Seems like I've been super busy lately...last night I couldn't sleep just because I was going through all the things that I need to do and I was for the life of me trying to figure out how it was that I was going to fit it all in and still get sleep, see my family and have a smile on my face. The list just keeps growing and society tells us that we can have it all so I just keep getting caught up in trying it seems. I've been re-organizing and working a bit on my list of proirities vs. those things that are ultimately "fillers." For me, time has always meant more than tangible things. Time spent doing something that I love, reading words that I love, engaging in passionate conversations with those I love and spending time with those I love and care about is what makes me remain me. The "me" that I can look at in the mirror and feel good about. When things pick up in pace and those small little pockets of time get cast away to the wayside I lose my focus and things get blurry and my list of things that are important get replaced at times with things that others deem important. Not cool. Not cool at all. Going to try and make a point to re-group here and concentrate on what it is that will bring goodness to my family as well as to myself.

This evening after dinner I was craving a trip to the library. Yep, craving. Is that strange? I had been thinking about getting myself to the library for over a week now (just the fact that I had been thinking about this for over a week means things have gotten a bit wonky on the over-scheduling front here I think). Tonight was the night. Ethan was doing the dinner dishes and Zoey was watching a Veggie Tale video and I took off with my empty library bag and drank in my momentary freedom. I returned home with a bag full of books (lots for myself, and some for Ethan and Zoey too) and a bit more perspective on life...my life. I guess you could say that I found myself again while walking through all those ideas and words and quiet. I love libraries...I need a bumper sticker that reads that I think.

So, here is to being "found" if even just for a moment's time. And I will call that friend that I have been meaning to call all summer this week. Even if it's just to say that I want to get together but can't commit to when it is that I can, and to just let her know that I've been thinking about her...because that's the stuff that's important.
Anonymous said...

This is so very true!

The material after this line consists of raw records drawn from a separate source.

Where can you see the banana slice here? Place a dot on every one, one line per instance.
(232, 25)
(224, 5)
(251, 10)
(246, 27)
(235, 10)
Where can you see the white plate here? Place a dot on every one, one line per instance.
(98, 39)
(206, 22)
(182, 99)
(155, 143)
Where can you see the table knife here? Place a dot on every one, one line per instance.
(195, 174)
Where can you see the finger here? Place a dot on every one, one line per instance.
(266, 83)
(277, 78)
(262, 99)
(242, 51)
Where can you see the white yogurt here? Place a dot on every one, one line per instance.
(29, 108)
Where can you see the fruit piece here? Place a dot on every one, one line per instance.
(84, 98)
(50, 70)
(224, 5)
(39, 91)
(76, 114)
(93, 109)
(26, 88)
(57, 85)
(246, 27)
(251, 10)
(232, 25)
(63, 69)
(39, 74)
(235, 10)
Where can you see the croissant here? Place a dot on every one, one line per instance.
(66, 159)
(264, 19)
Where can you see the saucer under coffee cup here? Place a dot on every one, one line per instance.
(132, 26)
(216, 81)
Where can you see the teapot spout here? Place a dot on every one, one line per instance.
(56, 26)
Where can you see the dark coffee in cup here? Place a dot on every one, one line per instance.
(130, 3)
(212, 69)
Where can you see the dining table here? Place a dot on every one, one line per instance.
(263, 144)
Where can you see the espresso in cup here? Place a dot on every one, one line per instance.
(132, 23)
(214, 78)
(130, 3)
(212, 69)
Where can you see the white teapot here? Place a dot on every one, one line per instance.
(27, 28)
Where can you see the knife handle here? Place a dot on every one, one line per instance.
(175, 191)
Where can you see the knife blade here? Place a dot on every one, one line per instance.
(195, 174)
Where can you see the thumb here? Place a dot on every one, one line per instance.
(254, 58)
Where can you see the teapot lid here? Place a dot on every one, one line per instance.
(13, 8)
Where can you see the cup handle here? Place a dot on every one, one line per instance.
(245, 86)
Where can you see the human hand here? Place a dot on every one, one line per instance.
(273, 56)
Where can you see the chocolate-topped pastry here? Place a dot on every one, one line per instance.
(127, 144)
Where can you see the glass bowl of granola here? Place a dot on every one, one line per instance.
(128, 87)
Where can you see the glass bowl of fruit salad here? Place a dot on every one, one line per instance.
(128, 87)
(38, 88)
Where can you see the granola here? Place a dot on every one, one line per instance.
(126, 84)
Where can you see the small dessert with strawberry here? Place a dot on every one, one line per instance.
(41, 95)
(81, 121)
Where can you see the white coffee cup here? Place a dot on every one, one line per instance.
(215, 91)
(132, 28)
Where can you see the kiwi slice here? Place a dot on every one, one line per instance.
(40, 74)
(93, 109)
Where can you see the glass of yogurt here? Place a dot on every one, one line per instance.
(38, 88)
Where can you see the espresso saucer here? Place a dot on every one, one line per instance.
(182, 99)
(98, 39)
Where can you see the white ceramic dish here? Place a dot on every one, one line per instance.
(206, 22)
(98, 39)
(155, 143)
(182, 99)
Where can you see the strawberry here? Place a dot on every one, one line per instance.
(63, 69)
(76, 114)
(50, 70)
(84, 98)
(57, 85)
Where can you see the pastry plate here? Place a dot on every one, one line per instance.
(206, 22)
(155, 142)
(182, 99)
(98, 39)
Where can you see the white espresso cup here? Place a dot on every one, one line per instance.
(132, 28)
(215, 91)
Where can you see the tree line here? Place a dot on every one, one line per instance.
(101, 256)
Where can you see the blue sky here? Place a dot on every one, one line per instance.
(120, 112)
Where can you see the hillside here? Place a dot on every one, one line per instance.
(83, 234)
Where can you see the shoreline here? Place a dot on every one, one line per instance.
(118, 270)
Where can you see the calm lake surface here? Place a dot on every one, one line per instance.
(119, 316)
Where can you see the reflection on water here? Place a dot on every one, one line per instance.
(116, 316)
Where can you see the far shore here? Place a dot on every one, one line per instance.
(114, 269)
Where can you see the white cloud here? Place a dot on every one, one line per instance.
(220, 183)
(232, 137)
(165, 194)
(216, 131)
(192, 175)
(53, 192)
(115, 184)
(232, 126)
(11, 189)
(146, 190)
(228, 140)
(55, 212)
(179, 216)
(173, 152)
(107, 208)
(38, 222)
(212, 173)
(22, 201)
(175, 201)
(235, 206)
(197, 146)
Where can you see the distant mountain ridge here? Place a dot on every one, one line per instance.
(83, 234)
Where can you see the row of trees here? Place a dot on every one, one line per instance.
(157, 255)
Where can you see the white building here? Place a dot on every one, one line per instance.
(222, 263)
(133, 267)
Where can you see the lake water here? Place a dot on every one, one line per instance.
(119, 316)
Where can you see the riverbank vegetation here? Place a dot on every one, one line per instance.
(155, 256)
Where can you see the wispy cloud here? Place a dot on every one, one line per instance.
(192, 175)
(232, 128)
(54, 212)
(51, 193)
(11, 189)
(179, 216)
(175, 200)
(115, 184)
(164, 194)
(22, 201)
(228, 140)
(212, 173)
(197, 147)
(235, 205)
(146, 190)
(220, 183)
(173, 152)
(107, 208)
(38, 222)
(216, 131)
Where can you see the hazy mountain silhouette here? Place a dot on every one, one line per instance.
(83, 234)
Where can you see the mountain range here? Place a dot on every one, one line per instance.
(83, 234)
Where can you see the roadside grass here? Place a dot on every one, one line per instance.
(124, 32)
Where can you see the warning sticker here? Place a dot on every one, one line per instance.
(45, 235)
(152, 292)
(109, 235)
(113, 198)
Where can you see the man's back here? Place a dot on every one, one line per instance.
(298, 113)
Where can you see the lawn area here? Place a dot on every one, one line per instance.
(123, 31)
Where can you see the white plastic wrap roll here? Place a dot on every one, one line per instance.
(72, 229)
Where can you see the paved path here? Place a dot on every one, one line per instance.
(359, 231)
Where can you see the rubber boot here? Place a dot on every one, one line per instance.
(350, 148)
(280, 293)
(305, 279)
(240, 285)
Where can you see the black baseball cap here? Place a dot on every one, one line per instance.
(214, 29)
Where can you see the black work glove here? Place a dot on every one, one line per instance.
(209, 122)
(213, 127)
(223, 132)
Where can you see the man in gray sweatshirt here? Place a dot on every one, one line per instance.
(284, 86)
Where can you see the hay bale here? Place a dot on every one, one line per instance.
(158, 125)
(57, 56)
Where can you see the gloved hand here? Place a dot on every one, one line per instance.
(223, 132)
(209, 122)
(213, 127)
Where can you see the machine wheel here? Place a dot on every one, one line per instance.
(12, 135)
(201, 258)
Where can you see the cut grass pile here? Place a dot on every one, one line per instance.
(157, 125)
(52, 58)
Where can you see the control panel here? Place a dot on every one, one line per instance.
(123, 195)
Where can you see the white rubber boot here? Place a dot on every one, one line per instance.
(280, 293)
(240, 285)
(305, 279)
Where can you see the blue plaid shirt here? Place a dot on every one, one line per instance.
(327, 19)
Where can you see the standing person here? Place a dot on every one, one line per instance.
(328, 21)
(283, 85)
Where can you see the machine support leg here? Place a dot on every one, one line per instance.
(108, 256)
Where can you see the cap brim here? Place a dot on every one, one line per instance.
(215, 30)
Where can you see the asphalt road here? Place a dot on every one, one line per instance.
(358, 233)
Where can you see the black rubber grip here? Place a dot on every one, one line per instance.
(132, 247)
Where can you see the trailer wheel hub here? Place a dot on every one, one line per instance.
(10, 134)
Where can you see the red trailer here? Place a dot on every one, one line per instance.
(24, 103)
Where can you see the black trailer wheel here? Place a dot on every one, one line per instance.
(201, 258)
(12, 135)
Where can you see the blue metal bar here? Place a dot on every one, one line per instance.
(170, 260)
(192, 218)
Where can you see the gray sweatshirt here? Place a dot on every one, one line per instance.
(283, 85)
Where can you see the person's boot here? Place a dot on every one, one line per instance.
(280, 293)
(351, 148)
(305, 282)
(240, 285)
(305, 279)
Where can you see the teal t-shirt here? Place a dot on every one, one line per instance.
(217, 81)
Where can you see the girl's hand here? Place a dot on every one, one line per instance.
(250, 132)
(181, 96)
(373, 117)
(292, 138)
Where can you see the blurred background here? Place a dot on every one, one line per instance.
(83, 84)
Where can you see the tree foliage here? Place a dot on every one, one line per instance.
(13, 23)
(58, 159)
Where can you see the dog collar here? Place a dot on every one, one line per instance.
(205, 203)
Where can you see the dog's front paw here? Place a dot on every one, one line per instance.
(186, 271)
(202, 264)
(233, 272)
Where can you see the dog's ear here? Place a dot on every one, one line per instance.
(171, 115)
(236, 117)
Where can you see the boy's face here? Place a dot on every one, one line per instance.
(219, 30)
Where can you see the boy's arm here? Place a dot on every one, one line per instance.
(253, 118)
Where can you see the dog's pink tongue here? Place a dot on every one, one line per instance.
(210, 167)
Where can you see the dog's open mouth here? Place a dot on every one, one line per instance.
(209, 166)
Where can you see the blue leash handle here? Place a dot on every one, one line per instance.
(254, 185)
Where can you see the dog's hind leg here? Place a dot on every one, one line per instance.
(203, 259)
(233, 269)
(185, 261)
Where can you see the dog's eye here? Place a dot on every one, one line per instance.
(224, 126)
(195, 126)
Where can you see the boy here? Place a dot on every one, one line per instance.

Thank you for sharing this post...I think alot of us always feel like we are trying to catch up. We need to slow down, and know that we are caught up. :)Every minute is precious.

Nathalie Kalbach said...

Libaries are an amazing place ! Have a wonderful "found" time :)

Sarah said...

I totally agree ith this. It is hard to have "found" time. The library is one of my favorite places ever. I can get lost in there.

Stacy Milford said...

wonderful post...saw your mini album in the latest CK mag...very cool! :0)

Lori Gentile said...

Awesome post! I struggle with the same things. I really couldn't agree more. Experiencing life, really living it in the moment, is what it's all about.

I love the library, too. I do not think that's weird, at all.

Anonymous said...

I used to love Tuesdays when the chicks were younger. That was our libary day. Now they are all older and we go when the books are due.

thanks for the reminder.....I'll be calling a couple of friends today.